In fact, the weight on his chest was steadily turning into a dull ache. He had a lot to account for. He'd better get started before he was escorted to the next level. Down.

He blinked Caroline into better focus. "I skipped out."

She smiled and placed her hand on his cheek.

"Didn't say good-bye." He tried to swallow, but his mouth was dry. Worse than dry. It was pasty, and his tongue kept sticking to the roof of his mouth, so it was difficult to form words, not that he could think of that many. "Nothing to offer you. Then. Now. Never."

She shushed him and continued to smooth his hair off his forehead.

Dammit, he needed her to pay attention. He shook his head, only then realizing that there were tubes in his nose.

Jesus! How undignified was that? He reached up and pulled the cannula away. Or tried. Caroline replaced it, and there was nothing he could do about it because he didn't have enough energy to raise his hand again.

The dull ache had worsened, and now he remembered being wheeled down a corridor, blinding overhead lights flashing past with dizzying speed, people running alongside the gurney talking in loud, excited voices. Had a guy with a goatee actually been straddling his chest and pounding on him, or had that been a weird dream?

Had those extra-bright lights been on the ceiling of an operating room? Probably some asshole with a trophy wife, a golf club membership, and a healthy six-figure annual income had been digging around inside his chest, and that's why it felt so tight and achy.

He heard a soothing voice as if it was coming from the end of a tunnel. It said, "Only another minute, Ms. King. Then you'll have to leave."

He hadn't realized his eyes had closed until he pried them open again. Caroline was still there. He gazed into her face and thought how lucky he was to be seeing it one more time, and marveled over how beautiful she was. He felt the warm, wet trickle of his own tears. Well, this was just super. Here he was, about to die, and there were tubes in his nostrils, and he was crying like a complete puss.

He forced his thick tongue to move before his final minute in this staging area was up, and Caroline would be lost to him forever. "Sorry I was..."

Shit. Sixty seconds wasn't enough time to list all the things he was sorry for. He just needed to tell her how much he loved her, had always loved her and always would. But he had to hurry because the stranger with the soothing voice was injecting something into the tube in his arm. Instantly he felt a rush of honeyed heat and sublimity. It was great fuckin' stuff, but as good as it was, he fought its effects.

He must say what needed to be said to Caroline, and he must say it in a way that would encompass the immensity of his love.

He groped for her hand, found it, squeezed it with all the strength he had. "I'd die for you all over again."

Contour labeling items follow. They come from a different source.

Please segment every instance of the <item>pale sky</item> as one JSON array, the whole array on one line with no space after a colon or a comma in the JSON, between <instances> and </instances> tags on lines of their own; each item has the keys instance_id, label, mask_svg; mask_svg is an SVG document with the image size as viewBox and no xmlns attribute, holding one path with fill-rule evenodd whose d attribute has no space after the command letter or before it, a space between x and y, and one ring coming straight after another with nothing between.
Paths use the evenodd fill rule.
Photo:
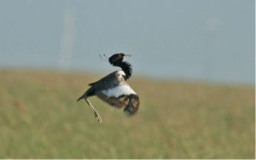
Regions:
<instances>
[{"instance_id":1,"label":"pale sky","mask_svg":"<svg viewBox=\"0 0 256 160\"><path fill-rule=\"evenodd\" d=\"M0 69L254 83L254 0L1 0Z\"/></svg>"}]
</instances>

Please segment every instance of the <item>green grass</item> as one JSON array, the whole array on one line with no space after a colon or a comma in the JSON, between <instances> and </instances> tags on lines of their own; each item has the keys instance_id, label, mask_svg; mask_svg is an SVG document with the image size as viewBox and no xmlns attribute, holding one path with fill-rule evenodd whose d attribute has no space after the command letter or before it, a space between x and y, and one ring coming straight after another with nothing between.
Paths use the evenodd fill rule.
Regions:
<instances>
[{"instance_id":1,"label":"green grass","mask_svg":"<svg viewBox=\"0 0 256 160\"><path fill-rule=\"evenodd\" d=\"M101 76L0 71L0 158L254 158L254 89L132 77L138 112L96 98Z\"/></svg>"}]
</instances>

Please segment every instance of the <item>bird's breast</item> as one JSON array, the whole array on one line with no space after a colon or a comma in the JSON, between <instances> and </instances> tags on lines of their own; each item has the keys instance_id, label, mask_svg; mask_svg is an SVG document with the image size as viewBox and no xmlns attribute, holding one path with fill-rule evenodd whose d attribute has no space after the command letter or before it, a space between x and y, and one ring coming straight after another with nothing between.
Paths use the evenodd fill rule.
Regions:
<instances>
[{"instance_id":1,"label":"bird's breast","mask_svg":"<svg viewBox=\"0 0 256 160\"><path fill-rule=\"evenodd\" d=\"M102 93L108 97L119 97L120 95L137 94L129 85L118 85L114 88L102 90Z\"/></svg>"}]
</instances>

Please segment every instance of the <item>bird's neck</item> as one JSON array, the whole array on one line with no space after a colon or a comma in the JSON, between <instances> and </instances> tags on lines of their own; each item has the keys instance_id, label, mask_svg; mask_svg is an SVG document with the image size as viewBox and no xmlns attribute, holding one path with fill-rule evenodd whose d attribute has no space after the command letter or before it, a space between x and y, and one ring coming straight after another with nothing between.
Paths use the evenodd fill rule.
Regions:
<instances>
[{"instance_id":1,"label":"bird's neck","mask_svg":"<svg viewBox=\"0 0 256 160\"><path fill-rule=\"evenodd\" d=\"M131 65L126 61L115 62L113 63L113 66L119 66L122 68L123 71L125 73L125 80L126 81L131 76L132 68Z\"/></svg>"}]
</instances>

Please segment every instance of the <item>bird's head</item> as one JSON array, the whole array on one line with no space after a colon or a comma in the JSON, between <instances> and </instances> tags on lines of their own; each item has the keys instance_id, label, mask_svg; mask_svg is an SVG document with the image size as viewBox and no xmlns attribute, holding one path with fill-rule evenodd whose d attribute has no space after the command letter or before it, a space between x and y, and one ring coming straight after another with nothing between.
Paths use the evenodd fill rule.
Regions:
<instances>
[{"instance_id":1,"label":"bird's head","mask_svg":"<svg viewBox=\"0 0 256 160\"><path fill-rule=\"evenodd\" d=\"M117 62L122 62L125 57L131 57L130 54L125 54L123 53L114 54L109 57L108 61L110 64L114 64Z\"/></svg>"}]
</instances>

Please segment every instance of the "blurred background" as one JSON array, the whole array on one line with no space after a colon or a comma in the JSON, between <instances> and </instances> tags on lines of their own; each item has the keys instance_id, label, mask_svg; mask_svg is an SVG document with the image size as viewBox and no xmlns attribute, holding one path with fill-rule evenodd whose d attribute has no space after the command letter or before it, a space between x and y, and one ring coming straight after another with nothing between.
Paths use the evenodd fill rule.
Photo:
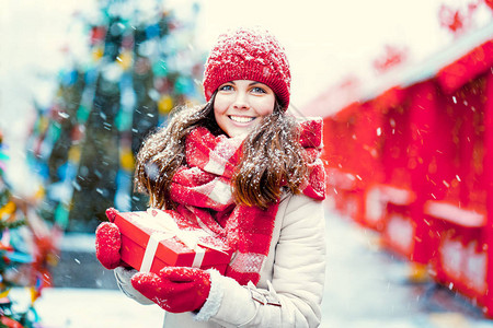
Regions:
<instances>
[{"instance_id":1,"label":"blurred background","mask_svg":"<svg viewBox=\"0 0 493 328\"><path fill-rule=\"evenodd\" d=\"M208 49L244 24L285 45L290 110L324 119L322 327L493 327L491 0L0 8L0 327L161 325L116 291L94 230L146 208L140 142L204 101Z\"/></svg>"}]
</instances>

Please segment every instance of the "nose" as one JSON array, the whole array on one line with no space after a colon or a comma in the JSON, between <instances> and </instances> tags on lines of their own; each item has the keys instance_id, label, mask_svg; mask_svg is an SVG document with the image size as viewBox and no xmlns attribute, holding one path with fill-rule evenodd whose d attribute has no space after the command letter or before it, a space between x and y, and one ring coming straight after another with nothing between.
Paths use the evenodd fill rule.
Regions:
<instances>
[{"instance_id":1,"label":"nose","mask_svg":"<svg viewBox=\"0 0 493 328\"><path fill-rule=\"evenodd\" d=\"M250 107L245 92L240 91L236 93L233 107L236 109L248 109Z\"/></svg>"}]
</instances>

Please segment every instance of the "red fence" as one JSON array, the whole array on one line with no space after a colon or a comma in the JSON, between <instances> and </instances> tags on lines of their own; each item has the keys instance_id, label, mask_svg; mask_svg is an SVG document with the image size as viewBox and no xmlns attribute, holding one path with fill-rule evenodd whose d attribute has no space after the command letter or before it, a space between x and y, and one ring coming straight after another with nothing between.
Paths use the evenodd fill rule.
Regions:
<instances>
[{"instance_id":1,"label":"red fence","mask_svg":"<svg viewBox=\"0 0 493 328\"><path fill-rule=\"evenodd\" d=\"M493 40L324 118L324 144L335 208L493 317Z\"/></svg>"}]
</instances>

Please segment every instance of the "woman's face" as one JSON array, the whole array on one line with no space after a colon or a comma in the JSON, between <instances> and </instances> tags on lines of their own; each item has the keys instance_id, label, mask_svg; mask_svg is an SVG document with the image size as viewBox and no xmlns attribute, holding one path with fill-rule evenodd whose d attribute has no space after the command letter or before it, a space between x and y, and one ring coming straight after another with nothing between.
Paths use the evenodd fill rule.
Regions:
<instances>
[{"instance_id":1,"label":"woman's face","mask_svg":"<svg viewBox=\"0 0 493 328\"><path fill-rule=\"evenodd\" d=\"M214 116L230 138L246 134L274 110L276 97L267 85L251 80L221 84L214 101Z\"/></svg>"}]
</instances>

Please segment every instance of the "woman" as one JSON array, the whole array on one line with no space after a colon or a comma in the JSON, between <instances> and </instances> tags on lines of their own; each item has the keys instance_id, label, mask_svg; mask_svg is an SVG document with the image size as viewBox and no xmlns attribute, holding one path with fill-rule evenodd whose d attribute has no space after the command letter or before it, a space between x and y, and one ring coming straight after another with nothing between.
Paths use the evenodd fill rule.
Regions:
<instances>
[{"instance_id":1,"label":"woman","mask_svg":"<svg viewBox=\"0 0 493 328\"><path fill-rule=\"evenodd\" d=\"M96 256L136 301L167 311L165 327L317 327L325 270L319 159L321 120L286 113L289 65L261 28L219 36L207 59L207 104L182 109L139 152L136 181L151 206L199 222L234 250L225 276L163 268L144 273L118 256L113 223Z\"/></svg>"}]
</instances>

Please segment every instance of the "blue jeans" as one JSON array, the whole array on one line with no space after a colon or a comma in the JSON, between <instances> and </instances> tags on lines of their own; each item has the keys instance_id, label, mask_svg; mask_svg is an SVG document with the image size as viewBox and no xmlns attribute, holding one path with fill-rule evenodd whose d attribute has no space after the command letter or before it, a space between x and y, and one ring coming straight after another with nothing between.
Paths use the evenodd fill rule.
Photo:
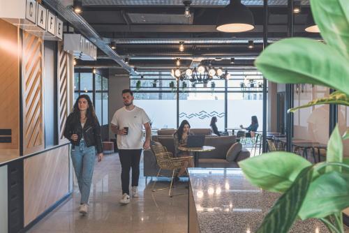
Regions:
<instances>
[{"instance_id":1,"label":"blue jeans","mask_svg":"<svg viewBox=\"0 0 349 233\"><path fill-rule=\"evenodd\" d=\"M87 147L82 141L80 146L72 146L70 155L81 193L80 204L88 204L96 160L95 146Z\"/></svg>"}]
</instances>

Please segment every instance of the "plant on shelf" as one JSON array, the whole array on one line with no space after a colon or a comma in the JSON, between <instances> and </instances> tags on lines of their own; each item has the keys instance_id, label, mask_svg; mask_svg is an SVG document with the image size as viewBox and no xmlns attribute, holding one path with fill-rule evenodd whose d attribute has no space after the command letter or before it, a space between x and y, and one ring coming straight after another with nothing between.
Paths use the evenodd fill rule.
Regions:
<instances>
[{"instance_id":1,"label":"plant on shelf","mask_svg":"<svg viewBox=\"0 0 349 233\"><path fill-rule=\"evenodd\" d=\"M156 83L158 82L158 80L154 80L153 82L151 82L151 83L153 84L153 87L156 87Z\"/></svg>"},{"instance_id":2,"label":"plant on shelf","mask_svg":"<svg viewBox=\"0 0 349 233\"><path fill-rule=\"evenodd\" d=\"M137 81L137 82L135 83L135 89L137 91L139 91L140 89L140 87L141 87L141 84L140 84L140 80L138 80Z\"/></svg>"},{"instance_id":3,"label":"plant on shelf","mask_svg":"<svg viewBox=\"0 0 349 233\"><path fill-rule=\"evenodd\" d=\"M274 82L337 90L289 112L321 104L349 106L347 0L311 0L311 8L325 43L301 38L281 40L268 46L255 63ZM341 136L336 126L327 144L326 161L315 165L281 151L239 163L253 184L282 194L256 232L288 232L297 218L318 218L330 232L344 232L342 211L349 206L349 158L343 156L343 140L348 139L349 131Z\"/></svg>"}]
</instances>

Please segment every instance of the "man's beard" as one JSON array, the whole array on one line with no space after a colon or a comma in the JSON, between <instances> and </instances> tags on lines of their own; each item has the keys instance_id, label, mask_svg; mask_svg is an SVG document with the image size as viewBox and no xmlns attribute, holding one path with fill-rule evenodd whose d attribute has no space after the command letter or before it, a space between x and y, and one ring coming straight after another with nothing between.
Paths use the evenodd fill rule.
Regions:
<instances>
[{"instance_id":1,"label":"man's beard","mask_svg":"<svg viewBox=\"0 0 349 233\"><path fill-rule=\"evenodd\" d=\"M124 103L124 105L125 106L128 107L128 106L130 106L131 105L132 105L133 103L133 101L131 101L130 103Z\"/></svg>"}]
</instances>

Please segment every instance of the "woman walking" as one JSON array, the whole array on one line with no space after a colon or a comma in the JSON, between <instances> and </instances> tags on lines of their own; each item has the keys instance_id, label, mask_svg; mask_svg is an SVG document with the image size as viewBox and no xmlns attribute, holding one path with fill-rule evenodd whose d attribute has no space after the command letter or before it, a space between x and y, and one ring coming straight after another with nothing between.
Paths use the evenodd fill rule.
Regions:
<instances>
[{"instance_id":1,"label":"woman walking","mask_svg":"<svg viewBox=\"0 0 349 233\"><path fill-rule=\"evenodd\" d=\"M66 123L64 137L72 144L70 156L81 193L79 212L85 215L88 211L96 150L98 162L103 158L101 127L89 96L81 95L76 100Z\"/></svg>"}]
</instances>

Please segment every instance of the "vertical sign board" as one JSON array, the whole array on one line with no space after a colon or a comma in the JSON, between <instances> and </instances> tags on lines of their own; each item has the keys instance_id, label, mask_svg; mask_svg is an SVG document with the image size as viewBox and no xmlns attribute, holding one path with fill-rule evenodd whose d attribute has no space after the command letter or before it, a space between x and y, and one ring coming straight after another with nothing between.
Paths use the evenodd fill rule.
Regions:
<instances>
[{"instance_id":1,"label":"vertical sign board","mask_svg":"<svg viewBox=\"0 0 349 233\"><path fill-rule=\"evenodd\" d=\"M56 15L47 10L47 31L54 36L56 35Z\"/></svg>"},{"instance_id":2,"label":"vertical sign board","mask_svg":"<svg viewBox=\"0 0 349 233\"><path fill-rule=\"evenodd\" d=\"M43 5L38 3L38 12L36 17L36 25L42 29L46 30L46 17L47 16L47 10Z\"/></svg>"},{"instance_id":3,"label":"vertical sign board","mask_svg":"<svg viewBox=\"0 0 349 233\"><path fill-rule=\"evenodd\" d=\"M27 0L25 18L34 24L36 22L36 1L35 0Z\"/></svg>"},{"instance_id":4,"label":"vertical sign board","mask_svg":"<svg viewBox=\"0 0 349 233\"><path fill-rule=\"evenodd\" d=\"M63 40L63 21L57 17L56 21L56 36Z\"/></svg>"}]
</instances>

She turned his hand and pressed his palm against her heart. It beat steadily, strongly against his hand. She bent down and kissed his lips. Not gently. But with ardor, the way she used to when she was either really aroused or really pissed off.

When she pulled back, she whispered, "I know you love me enough to die for me, Dodge. Do you love me enough to live?"

Damn the woman! He couldn't leave now. Now that she'd given him something more to prove.